Huitième Maître, ne vous inquiétez pas, je sais ce que je fais. Je vais voir M. Solin et lui demander de contacter les autorités… Quant au garage, il faudra que vous rappeliez pour rassurer les frères. Les billets d'avion pour ce soir sont réservés

; je vous recontacterai à l'hôpital.

»

Tandis que la voiture s'éloignait, je repris mes esprits. Ayant appris que le Huitième Maître avait été transporté d'urgence à l'hôpital suite à un malaise soudain, certains hommes de Sorin étaient déjà arrivés aux abords de la villa. Outre les deux jeunes hommes, Petit Cochon et le médecin, la voiture qui emmenait le Huitième Maître à l'hôpital transportait également quatre hommes de Sorin dans une autre voiture.

« Où est M. Sorin ? » demandai-je à l'un de mes hommes du complexe de villas. L'homme hésita un instant, puis répondit : « M. Sorin n'est pas encore rentré, mais je viens d'appeler M. Martin. M. Martin aurait déjà dû prévenir M. Sorin… »

Voyant son air soucieux, j'ai fait un geste de la main et j'ai dit : « Très bien, j'attendrai ici. Je pense que M. Thorin me recevra bientôt. »

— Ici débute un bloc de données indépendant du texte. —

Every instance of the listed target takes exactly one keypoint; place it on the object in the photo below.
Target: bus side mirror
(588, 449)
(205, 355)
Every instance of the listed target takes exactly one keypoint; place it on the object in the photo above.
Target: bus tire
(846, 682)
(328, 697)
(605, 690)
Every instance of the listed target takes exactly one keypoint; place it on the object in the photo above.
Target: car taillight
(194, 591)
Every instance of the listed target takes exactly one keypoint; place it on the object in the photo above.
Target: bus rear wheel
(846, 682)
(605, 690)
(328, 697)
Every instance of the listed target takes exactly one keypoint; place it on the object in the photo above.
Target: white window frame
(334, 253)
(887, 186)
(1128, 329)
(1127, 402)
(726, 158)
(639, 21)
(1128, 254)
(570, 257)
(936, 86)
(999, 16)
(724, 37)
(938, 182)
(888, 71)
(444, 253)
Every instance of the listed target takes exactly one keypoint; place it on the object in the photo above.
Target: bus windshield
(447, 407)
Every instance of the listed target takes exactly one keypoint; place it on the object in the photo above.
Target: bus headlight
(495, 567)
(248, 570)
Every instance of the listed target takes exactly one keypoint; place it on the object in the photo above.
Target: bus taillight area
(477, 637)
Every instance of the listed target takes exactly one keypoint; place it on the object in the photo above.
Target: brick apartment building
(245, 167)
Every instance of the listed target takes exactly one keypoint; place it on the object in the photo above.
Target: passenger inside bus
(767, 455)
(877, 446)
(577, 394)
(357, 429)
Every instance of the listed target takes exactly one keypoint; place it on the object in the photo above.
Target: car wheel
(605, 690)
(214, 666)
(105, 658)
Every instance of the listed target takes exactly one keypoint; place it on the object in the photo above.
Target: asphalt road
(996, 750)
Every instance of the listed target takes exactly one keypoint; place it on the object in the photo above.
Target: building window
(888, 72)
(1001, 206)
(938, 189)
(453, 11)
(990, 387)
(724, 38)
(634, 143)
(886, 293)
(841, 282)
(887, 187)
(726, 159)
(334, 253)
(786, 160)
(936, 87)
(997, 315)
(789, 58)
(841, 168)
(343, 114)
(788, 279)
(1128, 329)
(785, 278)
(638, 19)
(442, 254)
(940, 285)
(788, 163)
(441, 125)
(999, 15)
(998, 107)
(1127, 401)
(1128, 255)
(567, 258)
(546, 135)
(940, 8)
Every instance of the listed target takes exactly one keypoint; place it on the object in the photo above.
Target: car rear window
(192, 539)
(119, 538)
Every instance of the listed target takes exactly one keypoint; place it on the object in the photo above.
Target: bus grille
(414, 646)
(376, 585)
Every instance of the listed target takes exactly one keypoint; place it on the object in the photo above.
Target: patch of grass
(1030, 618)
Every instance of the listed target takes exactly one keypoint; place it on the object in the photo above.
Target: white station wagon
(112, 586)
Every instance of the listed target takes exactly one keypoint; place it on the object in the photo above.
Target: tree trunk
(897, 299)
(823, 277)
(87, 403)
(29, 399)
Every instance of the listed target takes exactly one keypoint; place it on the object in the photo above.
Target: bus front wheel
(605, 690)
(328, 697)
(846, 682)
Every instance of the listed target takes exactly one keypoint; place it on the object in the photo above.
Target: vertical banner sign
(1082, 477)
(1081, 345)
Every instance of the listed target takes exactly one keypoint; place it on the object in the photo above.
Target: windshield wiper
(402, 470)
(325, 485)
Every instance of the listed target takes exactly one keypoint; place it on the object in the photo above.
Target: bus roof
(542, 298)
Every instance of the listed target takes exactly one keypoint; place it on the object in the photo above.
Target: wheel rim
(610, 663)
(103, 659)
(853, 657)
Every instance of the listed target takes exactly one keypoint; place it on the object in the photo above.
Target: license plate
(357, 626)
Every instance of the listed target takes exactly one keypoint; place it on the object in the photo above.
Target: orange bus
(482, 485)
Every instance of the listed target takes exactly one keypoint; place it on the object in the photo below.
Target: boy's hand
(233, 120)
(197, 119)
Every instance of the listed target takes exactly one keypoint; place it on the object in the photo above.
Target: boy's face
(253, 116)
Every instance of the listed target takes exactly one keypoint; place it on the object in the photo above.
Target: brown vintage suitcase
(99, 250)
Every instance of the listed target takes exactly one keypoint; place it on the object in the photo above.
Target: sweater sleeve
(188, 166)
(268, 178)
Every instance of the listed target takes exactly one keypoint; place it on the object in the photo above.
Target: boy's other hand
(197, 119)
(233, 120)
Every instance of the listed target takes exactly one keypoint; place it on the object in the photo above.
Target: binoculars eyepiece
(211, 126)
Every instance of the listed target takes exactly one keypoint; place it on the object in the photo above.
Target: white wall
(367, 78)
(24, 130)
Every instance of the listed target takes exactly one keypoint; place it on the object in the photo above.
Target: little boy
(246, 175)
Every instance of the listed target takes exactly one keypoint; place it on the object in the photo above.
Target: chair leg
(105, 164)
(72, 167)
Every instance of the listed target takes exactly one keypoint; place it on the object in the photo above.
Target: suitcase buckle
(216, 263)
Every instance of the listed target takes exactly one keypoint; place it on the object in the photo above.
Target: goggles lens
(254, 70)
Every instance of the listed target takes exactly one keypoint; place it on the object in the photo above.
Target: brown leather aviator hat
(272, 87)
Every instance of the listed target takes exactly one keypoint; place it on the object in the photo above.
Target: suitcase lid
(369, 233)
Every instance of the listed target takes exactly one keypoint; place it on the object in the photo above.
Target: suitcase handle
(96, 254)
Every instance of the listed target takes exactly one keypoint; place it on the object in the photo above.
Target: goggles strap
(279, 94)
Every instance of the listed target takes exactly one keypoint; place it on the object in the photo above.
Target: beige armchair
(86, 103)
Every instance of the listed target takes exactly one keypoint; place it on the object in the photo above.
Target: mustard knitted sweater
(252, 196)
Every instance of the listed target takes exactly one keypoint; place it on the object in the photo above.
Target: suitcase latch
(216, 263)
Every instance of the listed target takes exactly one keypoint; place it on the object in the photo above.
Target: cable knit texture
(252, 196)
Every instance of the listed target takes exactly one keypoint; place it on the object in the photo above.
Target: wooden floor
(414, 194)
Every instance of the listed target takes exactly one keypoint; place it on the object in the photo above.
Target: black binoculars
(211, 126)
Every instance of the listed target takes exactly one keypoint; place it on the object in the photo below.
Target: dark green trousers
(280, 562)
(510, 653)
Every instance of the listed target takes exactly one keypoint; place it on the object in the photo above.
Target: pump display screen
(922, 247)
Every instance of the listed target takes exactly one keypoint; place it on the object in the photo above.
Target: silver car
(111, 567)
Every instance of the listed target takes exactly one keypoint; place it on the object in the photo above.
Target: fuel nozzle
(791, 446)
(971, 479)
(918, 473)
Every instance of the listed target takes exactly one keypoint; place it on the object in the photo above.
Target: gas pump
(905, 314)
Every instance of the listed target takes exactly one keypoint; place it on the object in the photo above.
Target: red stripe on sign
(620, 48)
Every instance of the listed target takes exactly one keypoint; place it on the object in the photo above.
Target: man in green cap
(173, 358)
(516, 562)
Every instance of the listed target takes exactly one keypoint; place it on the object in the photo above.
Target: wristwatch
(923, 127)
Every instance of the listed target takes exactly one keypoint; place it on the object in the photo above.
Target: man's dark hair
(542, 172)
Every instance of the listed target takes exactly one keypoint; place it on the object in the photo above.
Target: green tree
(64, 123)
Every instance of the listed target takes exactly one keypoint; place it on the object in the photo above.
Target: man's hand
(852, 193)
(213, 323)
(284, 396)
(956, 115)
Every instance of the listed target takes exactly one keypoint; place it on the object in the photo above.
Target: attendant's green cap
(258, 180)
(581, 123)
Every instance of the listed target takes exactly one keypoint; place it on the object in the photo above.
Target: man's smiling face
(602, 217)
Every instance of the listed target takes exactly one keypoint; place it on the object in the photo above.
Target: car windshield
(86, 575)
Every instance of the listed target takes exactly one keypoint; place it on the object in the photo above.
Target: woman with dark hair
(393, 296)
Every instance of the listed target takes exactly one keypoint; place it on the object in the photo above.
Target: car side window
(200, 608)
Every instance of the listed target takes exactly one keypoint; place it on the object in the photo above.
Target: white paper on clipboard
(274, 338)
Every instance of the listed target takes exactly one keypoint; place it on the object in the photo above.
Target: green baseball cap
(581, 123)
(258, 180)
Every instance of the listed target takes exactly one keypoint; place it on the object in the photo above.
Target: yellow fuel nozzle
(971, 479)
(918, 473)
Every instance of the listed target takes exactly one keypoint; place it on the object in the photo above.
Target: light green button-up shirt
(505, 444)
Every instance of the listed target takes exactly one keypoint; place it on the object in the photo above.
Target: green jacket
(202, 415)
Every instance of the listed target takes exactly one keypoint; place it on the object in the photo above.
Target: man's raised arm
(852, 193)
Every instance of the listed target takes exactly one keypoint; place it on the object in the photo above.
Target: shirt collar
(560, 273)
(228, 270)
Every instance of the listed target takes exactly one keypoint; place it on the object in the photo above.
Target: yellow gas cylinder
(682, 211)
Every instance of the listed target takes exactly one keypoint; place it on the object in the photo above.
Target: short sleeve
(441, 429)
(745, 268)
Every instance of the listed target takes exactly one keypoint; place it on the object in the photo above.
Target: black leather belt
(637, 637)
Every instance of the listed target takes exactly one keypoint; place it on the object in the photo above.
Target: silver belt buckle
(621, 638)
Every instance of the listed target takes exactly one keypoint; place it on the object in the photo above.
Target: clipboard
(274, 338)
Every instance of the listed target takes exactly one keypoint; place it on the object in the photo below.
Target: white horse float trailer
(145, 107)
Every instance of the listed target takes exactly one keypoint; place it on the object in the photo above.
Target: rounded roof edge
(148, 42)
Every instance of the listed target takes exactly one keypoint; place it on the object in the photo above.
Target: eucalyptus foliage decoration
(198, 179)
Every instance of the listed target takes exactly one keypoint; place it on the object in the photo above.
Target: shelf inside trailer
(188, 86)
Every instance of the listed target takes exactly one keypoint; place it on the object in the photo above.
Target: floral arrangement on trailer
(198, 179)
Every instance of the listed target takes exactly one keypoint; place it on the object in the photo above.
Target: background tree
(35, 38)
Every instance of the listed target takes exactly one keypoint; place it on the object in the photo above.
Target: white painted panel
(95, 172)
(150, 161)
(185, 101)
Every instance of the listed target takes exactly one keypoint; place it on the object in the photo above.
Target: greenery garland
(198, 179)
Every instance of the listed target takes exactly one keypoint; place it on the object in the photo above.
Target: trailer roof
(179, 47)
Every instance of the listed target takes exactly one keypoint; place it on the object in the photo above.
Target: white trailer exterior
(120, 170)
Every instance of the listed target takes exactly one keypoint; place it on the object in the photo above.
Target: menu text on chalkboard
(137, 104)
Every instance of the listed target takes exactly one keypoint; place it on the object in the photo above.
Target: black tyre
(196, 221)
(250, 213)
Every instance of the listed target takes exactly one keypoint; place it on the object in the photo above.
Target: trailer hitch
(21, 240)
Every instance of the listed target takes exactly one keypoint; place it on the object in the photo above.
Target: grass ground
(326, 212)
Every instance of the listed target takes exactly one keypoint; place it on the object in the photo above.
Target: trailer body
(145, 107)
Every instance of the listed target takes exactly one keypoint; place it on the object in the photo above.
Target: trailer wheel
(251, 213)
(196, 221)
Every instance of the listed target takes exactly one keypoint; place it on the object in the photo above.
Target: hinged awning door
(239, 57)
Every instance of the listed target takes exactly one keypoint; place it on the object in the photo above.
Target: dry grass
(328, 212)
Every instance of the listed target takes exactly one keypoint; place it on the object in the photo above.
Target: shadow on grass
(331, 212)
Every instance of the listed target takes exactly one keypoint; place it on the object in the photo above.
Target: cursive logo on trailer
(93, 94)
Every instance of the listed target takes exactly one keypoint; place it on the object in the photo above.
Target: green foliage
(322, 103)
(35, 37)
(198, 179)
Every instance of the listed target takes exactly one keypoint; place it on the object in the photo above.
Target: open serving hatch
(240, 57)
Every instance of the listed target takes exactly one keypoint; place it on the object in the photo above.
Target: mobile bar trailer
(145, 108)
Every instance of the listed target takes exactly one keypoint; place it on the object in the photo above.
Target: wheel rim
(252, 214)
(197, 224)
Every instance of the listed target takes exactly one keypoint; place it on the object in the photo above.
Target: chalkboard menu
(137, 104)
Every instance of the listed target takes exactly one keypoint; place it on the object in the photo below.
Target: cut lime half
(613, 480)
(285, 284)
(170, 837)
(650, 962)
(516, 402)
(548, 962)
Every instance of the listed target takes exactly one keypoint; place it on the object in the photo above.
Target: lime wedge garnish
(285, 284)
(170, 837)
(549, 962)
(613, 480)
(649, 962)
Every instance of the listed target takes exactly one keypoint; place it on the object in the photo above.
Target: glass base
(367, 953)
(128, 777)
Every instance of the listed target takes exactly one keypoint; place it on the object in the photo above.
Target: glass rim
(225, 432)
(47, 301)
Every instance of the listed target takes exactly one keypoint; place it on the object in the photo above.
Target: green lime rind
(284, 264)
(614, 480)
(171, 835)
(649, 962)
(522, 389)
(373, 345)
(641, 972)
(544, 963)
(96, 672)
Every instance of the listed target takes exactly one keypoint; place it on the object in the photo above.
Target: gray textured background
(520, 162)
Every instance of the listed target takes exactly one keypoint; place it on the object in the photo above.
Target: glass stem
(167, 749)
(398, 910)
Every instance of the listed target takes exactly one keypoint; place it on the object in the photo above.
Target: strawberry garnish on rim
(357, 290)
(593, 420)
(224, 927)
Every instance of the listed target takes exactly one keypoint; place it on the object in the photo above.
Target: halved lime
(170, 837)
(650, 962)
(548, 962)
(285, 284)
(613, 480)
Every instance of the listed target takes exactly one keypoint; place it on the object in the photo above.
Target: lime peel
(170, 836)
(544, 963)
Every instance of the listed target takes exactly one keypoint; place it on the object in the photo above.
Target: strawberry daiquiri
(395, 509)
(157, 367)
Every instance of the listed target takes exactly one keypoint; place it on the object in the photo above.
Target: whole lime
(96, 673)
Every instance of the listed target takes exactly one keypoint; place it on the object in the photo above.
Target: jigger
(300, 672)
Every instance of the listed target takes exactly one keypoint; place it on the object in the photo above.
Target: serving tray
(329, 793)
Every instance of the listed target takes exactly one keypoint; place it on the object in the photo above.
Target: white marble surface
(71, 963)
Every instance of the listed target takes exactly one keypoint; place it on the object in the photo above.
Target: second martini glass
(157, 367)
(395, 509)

En réalité, je sais que, compte tenu de leur position dans la villa, ces hommes de Sorin sont loin d'être habilités à le contacter directement. Tout au plus peuvent-ils rendre compte à son supérieur hiérarchique, «

Monsieur Martin

», cet homme barbu d'une trentaine d'années qui est venu nous chercher à l'aéroport à notre arrivée à Toronto. Cet homme est le bras droit de Sorin, tout comme Tiger l'est pour le Huitième Maître.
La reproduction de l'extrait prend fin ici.